September 19th, 2005

dotat

Echsim

Last week, a discussion started on exim-users about how Exim's excessive number of little languages could be rationalized. (link). I have thought about this problem to some extent, so I wrote the following...

There are two sets of languages that are relevant to Exim: configuration languages (of which I count a generous handful) and extension languages (currently 2: Perl via ${perl and C via local_scan() and ${dlfunc). Configuration languages are important because they are the user interface of the program, and everyone has to live with them. Exim's problem is that it has too many sub-languages: two filter languages (Exim's own, plus Sieve); the ACL language; the driver language for routers etc; the list match language; the string expansion language; and regular expressions. This count is rather inflated: it's a bit of a cheat to count regexes separately, because nowadays they're part of every decent language, and list matching and string expansion function as the expression syntax to the other languages' statement syntax. But there's a lot of overlap and non-orthogonality, so plenty of room for improvement.

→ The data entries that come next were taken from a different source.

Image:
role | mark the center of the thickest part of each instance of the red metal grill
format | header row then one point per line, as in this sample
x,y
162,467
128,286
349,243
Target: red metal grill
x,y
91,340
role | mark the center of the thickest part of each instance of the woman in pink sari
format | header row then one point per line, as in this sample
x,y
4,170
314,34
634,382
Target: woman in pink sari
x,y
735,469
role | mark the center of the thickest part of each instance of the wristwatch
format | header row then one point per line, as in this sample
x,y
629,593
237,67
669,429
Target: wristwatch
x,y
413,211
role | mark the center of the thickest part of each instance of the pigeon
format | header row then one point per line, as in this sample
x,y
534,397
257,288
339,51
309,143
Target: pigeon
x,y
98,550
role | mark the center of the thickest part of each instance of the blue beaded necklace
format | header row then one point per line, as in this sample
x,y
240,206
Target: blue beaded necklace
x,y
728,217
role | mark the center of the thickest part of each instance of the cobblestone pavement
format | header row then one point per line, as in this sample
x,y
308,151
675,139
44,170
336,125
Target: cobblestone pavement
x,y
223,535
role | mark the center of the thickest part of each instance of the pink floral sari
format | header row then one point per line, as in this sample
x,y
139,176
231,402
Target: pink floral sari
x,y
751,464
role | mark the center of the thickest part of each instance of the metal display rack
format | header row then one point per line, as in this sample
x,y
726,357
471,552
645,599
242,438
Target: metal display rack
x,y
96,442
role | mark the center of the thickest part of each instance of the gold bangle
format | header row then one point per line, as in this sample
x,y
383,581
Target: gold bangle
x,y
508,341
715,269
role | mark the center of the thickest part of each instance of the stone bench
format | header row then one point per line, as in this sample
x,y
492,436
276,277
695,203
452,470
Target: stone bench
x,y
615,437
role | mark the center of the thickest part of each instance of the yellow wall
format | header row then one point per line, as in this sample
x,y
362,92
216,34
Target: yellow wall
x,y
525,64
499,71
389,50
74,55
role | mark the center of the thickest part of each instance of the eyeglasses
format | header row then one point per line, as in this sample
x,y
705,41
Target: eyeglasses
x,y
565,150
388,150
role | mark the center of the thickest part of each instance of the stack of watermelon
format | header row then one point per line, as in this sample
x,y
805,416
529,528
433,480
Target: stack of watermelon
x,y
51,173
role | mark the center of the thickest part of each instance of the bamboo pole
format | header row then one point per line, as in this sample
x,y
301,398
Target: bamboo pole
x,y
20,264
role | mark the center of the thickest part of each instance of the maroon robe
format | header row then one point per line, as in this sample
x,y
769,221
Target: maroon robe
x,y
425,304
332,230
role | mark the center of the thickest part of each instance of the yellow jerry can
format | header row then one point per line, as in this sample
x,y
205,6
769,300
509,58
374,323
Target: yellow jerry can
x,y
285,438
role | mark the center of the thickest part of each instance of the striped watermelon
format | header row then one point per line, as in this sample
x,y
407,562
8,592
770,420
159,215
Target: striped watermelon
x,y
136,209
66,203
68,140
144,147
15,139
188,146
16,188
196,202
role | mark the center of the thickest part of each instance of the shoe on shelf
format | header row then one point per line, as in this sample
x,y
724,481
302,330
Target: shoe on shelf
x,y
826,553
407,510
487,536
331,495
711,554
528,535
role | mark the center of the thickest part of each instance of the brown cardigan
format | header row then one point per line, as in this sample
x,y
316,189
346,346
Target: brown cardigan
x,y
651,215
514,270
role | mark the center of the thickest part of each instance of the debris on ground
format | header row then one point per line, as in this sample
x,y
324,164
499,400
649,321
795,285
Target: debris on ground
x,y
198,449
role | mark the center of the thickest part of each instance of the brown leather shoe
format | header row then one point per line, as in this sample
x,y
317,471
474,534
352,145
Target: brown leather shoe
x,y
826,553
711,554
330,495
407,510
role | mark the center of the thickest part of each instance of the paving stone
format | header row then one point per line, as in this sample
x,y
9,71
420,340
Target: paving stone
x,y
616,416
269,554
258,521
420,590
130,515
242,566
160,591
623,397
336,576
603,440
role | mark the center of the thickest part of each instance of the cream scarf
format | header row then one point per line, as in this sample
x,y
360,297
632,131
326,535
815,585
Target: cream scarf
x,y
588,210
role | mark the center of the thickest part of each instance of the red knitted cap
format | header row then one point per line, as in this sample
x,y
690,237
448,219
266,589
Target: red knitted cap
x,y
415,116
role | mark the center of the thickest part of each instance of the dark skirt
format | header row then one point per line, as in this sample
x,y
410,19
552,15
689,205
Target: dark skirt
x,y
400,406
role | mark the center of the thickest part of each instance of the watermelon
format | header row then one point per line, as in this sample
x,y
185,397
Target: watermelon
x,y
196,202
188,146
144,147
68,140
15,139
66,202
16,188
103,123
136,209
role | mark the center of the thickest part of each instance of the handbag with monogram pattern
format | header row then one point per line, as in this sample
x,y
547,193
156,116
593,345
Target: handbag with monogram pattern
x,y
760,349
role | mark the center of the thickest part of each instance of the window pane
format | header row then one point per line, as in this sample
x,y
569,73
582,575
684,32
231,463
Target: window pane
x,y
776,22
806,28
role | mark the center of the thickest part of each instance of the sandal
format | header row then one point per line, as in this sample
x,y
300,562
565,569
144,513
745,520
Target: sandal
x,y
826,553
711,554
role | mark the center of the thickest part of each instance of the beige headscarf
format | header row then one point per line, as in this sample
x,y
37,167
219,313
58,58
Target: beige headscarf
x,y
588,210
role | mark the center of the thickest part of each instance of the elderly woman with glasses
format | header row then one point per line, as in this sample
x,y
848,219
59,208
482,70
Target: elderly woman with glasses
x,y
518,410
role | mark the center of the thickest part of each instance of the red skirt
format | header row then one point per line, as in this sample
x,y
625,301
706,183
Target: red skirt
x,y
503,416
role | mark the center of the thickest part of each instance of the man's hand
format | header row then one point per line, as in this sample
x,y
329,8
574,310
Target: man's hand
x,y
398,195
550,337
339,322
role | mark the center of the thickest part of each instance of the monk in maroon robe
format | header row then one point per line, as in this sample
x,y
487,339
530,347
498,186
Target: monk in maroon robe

Time for a bit of terminology. Configuration languages are a subset of "domain-specific languages". The scope of the term is quite broad, and is fairly well illustrated by the "little languages" of the traditional Unix tools: typesetting languages like troff, tbl, pic; compiler generation tools like lex and yacc; text-processing languages like sed, awk; command languges like make and the shell; configuration languages like crontab, inetd.conf, printcap, termcap; etc. These may or may not be usable as general-purpose languages; the point is that they are targeted at a specific domain (i.e. purpose).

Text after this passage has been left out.